Class GeoParquetDialect


  • public class GeoParquetDialect
    extends DuckDBDialect
    SQL Dialect for GeoParquet format.

    This dialect extends the base DuckDB dialect with GeoParquet-specific functionality:

    • Parsing and utilizing GeoParquet metadata from the "geo" field
    • Setting up appropriate SQL views for GeoParquet files
    • Optimizing spatial operations and bounds computations
    • Handling both local and remote (HTTP, S3) GeoParquet data access

    The dialect extracts and uses the GeoParquet specification metadata to provide improved performance for operations like bounds computation and feature access. It supports both standard GeoParquet format (1.1.0) and development versions (1.2.0-dev).

    The dialect uses several performance optimizations:

    • Extracting bounds from GeoParquet metadata rather than computing them
    • Creating SQL views for consistent access to partitioned datasets
    • Using DuckDB's spatial functions for efficient querying
    • Maintaining a cache of metadata to avoid repeated parsing

    It works in conjunction with GeoParquetViewManager to handle Hive-partitioned datasets, exposing each partition as a separate feature type.

    • Constructor Detail

      • GeoParquetDialect

        public GeoParquetDialect​(JDBCDataStore dataStore)
        Creates a new GeoParquetDialect.
        Parameters:
        dataStore - The JDBC datastore this dialect will work with
    • Method Detail

      • ensureViewExists

        public void ensureViewExists​(String viewName)
                              throws IOException
        Ensures that a database view exists for the specified feature type.

        This method is called before any operations that require access to a feature type's schema or data, implementing the lazy initialization pattern. If the view already exists, this method has no effect.

        Parameters:
        viewName - The name of the view/feature type to ensure exists
        Throws:
        IOException - If there is an error creating the view
      • getTypeNames

        public List<String> getTypeNames()
                                  throws IOException
        Returns a list of all available feature type names.

        This method queries the view manager to get the names of all registered views, which correspond to available feature types in the GeoParquet dataset.

        Returns:
        A list of feature type names
        Throws:
        IOException - If there is an error retrieving the names
      • createFilterToSQL

        public FilterToSQL createFilterToSQL()
        Creates a specialized filter-to-SQL converter for GeoParquet.
        Overrides:
        createFilterToSQL in class DuckDBDialect
        Returns:
        A new GeoParquetFilterToSQL instance
      • getDatabaseInitSql

        public List<String> getDatabaseInitSql()
        Provides SQL statements to initialize the DuckDB database for GeoParquet access.
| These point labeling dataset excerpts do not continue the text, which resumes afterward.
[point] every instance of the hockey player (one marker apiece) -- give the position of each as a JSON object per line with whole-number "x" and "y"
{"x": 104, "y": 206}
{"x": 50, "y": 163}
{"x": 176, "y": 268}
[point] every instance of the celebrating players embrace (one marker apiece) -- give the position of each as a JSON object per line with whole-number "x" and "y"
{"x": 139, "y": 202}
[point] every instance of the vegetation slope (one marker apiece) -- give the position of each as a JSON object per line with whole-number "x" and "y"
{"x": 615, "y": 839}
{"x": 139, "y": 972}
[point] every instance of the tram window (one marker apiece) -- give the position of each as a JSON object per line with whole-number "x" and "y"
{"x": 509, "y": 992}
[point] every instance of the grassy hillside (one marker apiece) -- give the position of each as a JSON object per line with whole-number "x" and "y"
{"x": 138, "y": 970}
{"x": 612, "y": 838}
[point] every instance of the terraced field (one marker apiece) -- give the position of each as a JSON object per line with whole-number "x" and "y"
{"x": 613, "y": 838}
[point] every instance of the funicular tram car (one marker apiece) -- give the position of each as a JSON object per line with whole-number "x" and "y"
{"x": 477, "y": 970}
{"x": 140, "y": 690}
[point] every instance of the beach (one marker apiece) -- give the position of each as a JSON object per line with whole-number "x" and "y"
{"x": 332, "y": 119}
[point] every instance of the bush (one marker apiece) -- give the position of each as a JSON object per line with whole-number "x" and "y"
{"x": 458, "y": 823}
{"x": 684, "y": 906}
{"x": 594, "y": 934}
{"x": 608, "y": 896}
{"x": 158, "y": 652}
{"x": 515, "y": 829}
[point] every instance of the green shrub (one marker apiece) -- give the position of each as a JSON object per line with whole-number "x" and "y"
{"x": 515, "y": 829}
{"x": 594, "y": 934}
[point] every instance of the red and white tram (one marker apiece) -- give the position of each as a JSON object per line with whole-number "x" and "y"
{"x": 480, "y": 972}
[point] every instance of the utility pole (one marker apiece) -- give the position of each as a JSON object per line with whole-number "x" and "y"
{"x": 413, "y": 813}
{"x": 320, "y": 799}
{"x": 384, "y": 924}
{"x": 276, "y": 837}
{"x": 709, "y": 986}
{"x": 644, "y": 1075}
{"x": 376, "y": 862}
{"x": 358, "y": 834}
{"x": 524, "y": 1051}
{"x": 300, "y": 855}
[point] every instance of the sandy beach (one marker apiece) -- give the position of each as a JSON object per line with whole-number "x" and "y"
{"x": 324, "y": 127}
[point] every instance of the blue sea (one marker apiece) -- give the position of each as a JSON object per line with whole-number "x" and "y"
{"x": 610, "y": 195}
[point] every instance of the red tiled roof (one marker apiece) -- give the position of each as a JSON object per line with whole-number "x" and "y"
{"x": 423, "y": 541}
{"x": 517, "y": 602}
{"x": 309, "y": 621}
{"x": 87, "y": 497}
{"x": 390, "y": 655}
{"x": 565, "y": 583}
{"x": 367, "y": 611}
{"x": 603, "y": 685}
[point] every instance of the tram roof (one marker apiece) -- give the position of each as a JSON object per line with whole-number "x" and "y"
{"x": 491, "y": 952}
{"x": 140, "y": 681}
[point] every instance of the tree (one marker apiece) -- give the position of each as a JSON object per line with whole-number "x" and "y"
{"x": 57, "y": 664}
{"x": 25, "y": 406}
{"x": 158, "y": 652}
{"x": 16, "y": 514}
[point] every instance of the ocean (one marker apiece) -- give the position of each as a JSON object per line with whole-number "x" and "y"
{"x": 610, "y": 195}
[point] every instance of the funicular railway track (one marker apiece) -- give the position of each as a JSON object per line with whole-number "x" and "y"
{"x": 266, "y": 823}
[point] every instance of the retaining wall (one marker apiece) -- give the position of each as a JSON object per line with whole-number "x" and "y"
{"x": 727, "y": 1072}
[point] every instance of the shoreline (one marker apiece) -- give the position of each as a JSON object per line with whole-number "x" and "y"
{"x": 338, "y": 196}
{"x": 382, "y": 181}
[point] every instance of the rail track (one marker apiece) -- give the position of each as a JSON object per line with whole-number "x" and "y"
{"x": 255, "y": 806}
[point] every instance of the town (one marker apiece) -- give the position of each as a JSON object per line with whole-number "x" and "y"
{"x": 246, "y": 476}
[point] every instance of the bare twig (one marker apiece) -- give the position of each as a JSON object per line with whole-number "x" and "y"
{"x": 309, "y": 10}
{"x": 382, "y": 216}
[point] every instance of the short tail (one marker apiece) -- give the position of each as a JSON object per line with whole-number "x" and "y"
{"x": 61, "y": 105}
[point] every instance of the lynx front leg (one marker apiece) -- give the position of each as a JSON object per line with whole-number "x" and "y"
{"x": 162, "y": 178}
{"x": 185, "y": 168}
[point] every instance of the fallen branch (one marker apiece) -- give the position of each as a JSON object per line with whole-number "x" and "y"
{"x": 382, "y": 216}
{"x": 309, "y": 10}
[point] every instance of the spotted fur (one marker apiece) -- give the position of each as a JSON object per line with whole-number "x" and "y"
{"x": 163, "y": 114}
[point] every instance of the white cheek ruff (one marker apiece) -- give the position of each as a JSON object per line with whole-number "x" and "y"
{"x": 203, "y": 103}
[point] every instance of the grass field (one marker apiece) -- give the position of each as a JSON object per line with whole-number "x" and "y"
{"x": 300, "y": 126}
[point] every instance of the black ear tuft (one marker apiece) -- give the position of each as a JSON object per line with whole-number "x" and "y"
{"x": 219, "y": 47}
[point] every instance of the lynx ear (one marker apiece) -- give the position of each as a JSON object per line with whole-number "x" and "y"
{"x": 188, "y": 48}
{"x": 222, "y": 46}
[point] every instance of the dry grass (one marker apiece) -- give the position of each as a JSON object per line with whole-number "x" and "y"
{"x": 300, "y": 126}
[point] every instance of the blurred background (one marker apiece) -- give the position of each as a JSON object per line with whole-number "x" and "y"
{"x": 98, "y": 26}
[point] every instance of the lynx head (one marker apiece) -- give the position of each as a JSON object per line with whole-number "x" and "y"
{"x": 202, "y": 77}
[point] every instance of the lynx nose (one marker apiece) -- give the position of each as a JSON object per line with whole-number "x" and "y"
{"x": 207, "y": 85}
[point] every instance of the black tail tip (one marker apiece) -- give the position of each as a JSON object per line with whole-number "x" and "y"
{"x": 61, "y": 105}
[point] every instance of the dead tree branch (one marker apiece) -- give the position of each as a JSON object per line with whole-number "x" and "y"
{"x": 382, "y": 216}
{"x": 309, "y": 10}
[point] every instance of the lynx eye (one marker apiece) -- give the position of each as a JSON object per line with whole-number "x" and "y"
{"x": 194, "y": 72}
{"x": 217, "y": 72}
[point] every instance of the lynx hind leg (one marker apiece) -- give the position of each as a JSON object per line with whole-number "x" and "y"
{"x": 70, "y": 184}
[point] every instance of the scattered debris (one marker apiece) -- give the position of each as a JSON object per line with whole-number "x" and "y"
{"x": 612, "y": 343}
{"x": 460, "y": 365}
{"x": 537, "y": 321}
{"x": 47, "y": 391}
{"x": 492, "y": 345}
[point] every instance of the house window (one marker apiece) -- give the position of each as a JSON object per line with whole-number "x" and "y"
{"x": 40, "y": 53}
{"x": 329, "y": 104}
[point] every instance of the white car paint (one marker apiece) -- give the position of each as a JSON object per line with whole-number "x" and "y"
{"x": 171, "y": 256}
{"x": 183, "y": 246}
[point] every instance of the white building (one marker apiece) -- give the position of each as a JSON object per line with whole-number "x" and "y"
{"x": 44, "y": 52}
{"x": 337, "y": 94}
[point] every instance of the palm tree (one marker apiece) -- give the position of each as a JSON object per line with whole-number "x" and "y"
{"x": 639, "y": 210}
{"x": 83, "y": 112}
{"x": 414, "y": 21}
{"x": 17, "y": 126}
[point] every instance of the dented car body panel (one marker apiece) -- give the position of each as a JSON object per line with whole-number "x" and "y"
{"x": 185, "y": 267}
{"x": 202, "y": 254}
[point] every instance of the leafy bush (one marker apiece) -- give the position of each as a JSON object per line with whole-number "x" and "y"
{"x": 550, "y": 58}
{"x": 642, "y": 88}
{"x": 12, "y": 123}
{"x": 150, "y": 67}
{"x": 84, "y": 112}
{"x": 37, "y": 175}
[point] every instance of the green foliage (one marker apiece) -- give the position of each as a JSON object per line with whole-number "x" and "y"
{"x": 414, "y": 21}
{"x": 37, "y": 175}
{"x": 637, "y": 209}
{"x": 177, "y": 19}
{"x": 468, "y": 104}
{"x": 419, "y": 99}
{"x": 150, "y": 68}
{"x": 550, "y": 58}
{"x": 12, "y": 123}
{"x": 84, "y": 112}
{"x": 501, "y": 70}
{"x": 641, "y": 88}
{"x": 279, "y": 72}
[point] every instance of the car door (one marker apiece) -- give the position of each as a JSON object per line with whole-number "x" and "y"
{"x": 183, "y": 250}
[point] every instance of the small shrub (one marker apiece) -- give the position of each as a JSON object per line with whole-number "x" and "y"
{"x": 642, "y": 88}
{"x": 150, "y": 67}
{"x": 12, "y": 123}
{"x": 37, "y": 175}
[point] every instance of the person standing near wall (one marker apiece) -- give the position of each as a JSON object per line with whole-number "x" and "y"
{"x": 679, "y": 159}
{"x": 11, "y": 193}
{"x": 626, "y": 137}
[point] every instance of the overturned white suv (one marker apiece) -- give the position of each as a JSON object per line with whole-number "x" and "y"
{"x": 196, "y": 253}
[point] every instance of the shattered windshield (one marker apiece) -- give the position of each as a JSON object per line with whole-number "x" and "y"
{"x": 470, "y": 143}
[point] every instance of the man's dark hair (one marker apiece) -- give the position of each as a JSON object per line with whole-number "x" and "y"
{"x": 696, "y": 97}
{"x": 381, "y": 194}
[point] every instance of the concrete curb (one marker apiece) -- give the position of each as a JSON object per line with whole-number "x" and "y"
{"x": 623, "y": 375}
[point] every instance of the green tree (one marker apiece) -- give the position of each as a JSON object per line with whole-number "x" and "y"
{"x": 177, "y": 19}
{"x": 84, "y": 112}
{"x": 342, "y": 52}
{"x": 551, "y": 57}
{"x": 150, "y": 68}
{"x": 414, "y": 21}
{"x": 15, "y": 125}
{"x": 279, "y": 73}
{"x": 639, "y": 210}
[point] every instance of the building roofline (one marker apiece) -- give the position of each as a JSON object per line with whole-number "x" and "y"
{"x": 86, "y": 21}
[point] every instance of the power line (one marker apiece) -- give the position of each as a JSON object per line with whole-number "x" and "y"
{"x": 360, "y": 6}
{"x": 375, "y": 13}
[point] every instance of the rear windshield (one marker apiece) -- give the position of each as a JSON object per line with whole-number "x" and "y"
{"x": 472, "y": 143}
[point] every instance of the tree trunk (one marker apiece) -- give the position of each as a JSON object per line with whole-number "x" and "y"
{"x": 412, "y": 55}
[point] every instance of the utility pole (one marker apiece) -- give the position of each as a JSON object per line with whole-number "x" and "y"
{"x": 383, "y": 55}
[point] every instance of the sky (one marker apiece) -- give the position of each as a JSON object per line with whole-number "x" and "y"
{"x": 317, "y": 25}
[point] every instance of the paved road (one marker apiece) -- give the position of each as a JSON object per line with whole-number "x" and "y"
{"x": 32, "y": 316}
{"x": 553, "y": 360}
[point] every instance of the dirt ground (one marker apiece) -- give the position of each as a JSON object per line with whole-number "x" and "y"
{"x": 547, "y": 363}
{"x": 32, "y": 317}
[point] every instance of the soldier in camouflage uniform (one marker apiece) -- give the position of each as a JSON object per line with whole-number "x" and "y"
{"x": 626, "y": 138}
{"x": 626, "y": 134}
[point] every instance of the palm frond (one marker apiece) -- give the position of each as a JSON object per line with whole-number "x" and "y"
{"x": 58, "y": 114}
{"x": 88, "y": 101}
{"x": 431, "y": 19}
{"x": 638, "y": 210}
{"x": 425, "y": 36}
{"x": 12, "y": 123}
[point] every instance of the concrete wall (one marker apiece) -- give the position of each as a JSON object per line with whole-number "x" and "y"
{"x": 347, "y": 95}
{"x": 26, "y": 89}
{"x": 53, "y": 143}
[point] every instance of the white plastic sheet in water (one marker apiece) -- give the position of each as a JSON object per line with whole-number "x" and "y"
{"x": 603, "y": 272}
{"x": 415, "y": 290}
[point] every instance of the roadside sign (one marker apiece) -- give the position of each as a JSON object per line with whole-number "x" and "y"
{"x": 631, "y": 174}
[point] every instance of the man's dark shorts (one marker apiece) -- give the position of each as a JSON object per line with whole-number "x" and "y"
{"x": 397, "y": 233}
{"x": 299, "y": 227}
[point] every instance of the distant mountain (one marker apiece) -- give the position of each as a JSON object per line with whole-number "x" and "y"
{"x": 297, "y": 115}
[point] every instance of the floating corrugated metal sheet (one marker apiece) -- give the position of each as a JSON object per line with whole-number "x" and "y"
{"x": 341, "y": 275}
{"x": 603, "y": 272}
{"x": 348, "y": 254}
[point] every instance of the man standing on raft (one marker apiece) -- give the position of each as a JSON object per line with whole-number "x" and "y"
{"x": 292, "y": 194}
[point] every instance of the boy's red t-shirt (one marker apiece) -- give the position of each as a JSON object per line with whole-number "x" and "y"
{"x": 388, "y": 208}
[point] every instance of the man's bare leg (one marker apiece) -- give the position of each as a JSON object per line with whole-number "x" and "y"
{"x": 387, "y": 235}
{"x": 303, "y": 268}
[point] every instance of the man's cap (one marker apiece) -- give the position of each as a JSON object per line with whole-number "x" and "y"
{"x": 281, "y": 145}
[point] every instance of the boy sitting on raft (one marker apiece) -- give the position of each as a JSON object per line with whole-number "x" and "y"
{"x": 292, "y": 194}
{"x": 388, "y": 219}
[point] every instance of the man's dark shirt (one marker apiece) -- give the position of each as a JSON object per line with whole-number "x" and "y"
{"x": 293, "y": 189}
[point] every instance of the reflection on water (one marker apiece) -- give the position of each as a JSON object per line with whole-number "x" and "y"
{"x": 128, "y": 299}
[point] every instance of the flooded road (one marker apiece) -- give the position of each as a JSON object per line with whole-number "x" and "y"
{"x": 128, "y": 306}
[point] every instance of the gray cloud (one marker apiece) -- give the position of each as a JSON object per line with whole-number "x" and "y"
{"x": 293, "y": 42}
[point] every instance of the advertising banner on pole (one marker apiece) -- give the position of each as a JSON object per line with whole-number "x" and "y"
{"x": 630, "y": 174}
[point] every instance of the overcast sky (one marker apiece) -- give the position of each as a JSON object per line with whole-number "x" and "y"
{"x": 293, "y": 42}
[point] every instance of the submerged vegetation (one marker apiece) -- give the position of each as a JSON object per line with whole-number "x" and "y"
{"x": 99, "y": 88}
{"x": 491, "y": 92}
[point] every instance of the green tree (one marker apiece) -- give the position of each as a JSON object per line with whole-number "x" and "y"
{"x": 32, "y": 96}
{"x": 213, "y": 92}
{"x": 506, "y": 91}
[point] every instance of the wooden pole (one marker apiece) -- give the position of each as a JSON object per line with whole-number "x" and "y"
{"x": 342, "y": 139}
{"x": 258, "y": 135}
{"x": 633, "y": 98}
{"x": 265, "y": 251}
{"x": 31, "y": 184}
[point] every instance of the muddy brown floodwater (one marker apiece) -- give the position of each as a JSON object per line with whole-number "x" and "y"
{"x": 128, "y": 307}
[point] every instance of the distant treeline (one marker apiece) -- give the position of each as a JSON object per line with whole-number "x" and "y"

        This installs and loads required DuckDB extensions:

        • httpfs - For HTTP/S3 access to remote GeoParquet files
        • parquet - For reading Parquet file format
        Overrides:
        getDatabaseInitSql in class DuckDBDialect
        Returns:
        List of SQL statements to initialize the database
      • initialize

        public void initialize​(GeoParquetConfig config)
                        throws IOException
        Registers SQL views for GeoParquet data partitions.

        This method is called by GeoParquetDataStoreFactory#setupDataStore(JDBCDataStore, Map) to initialize the dialect with the provided configuration. It:

        1. Clears any cached metadata
        2. Initializes the view manager with the new configuration
        Parameters:
        config - The GeoParquet configuration
        Throws:
        IOException - If there's an error registering the views
      • getGeoparquetMetadata

        public GeoparquetDatasetMetadata getGeoparquetMetadata​(String typeName)
                                                        throws IOException
        Gets the GeoParquet metadata for a feature type.

        This is a convenience method that creates a connection and delegates to getGeoparquetMetadata(String, Connection) if the metadata for typeName is not already cached.

        Parameters:
        typeName - The feature type to get metadata for
        Returns:
        The GeoParquet metadata for the feature type
        Throws:
        IOException - If there is an error retrieving the metadata
      • loadGeoparquetMetadata

        public GeoparquetDatasetMetadata loadGeoparquetMetadata​(String viewName,
                                                                Connection cx)
        Loads GeoParquet metadata for a specific view.

        This method:

        1. Retrieves the URI for the view
        2. Queries the Parquet key-value metadata to extract the 'geo' field
        3. Parses the metadata for each file in the dataset
        Parameters:
        viewName - The name of the view to load metadata for
        cx - Database connection to use for querying
        Returns:
        The combined dataset metadata
      • getPrimaryKeyFinder

        public PrimaryKeyFinder getPrimaryKeyFinder()
        Provides a PrimaryKeyFinder that identifies the 'id' column as the primary key.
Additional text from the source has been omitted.